Applying massage with the goal of releasing the structural collapse associated with depression will bring the client from a hopeless, helpless collapsed structure to one that is supported and erect. This sense of support will give the client feelings of being stronger and more capable of dealing with the issues of their depression. [source]

  • Massage encourages relaxation - When we are stressed, anxious, sad or depressed, our bodies naturally tense up. This impedes our brain’s ability to think clearly, make rational decisions and to feel happy. As we relax, blood flow is increased to our brain, and our emotions improve. 
  • Massage connects us with the human touch - skin to skin contact is a fundamental physical act that bonds us to another human being. Many believe the sense of touch is a way of communicating through the skin.

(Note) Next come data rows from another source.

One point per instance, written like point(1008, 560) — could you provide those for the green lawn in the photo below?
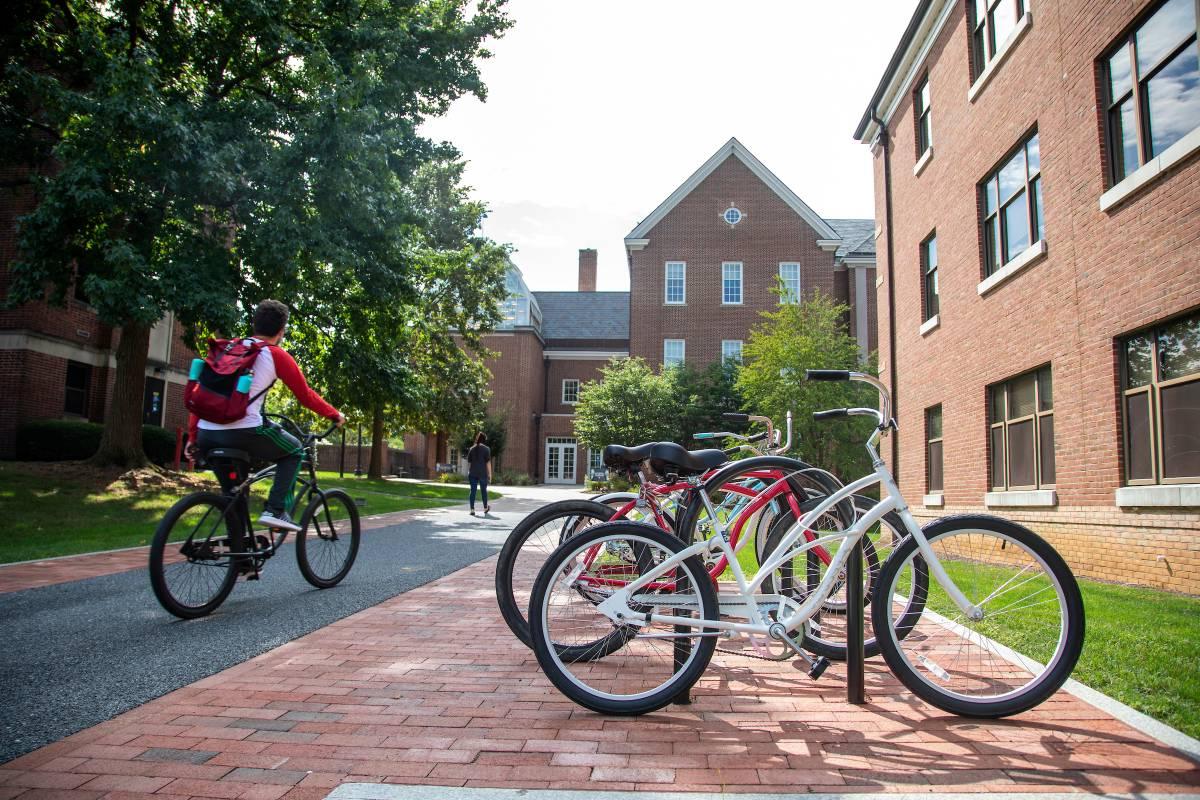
point(48, 515)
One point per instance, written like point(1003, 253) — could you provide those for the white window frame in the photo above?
point(742, 292)
point(785, 298)
point(683, 353)
point(570, 380)
point(666, 283)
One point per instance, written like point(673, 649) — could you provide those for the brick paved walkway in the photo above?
point(383, 696)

While receiving a massage, the body responds to the relaxing of the muscles and tendons. Toxins stored in the muscles have been massaged out of the muscles and are flushed out of the body. Natural endorphins course through the body, easing minor aches and pains. Psychologically, the body responds to the gentle touch of another human being. With a massage, you feel pampered and cared for. [source]
  • Massage increases success in the workplace - Workplace stress and low productivity play a significant role in how we feel every day. Massage takes the blues way brought on by feeling drained and overworked. 

Consider this: In a study performed by the International Journal of Neuroscience, Twenty-six adults were given a chair massage, and 24 control group adults were asked to relax in the massage chair for 15 minutes, two times per week for five weeks. 

On the first and last days of the study, they were monitored for EEG, before, during and after the sessions. Also, before and after the sessions they performed math computations, they completed POMS Depression and State Anxiety Scales, and they provided a saliva sample for Cortisol. At the beginning of the sessions, they completed Life Events, Job Stress, and Chronic POMS Depression Scales.

The findings were remarkable: the massage group showed decreased frontal alpha and beta power (suggesting enhanced alertness); the massage group showed increased speed and accuracy on math computations, anxiety levels were lower following the massage but not the control sessions, and salivary Cortisol levels were lower following the massage but not the control sessions. At the end of the five-week period, depression scores were lower for both groups, but job stress scores were lower only for those who had a massage!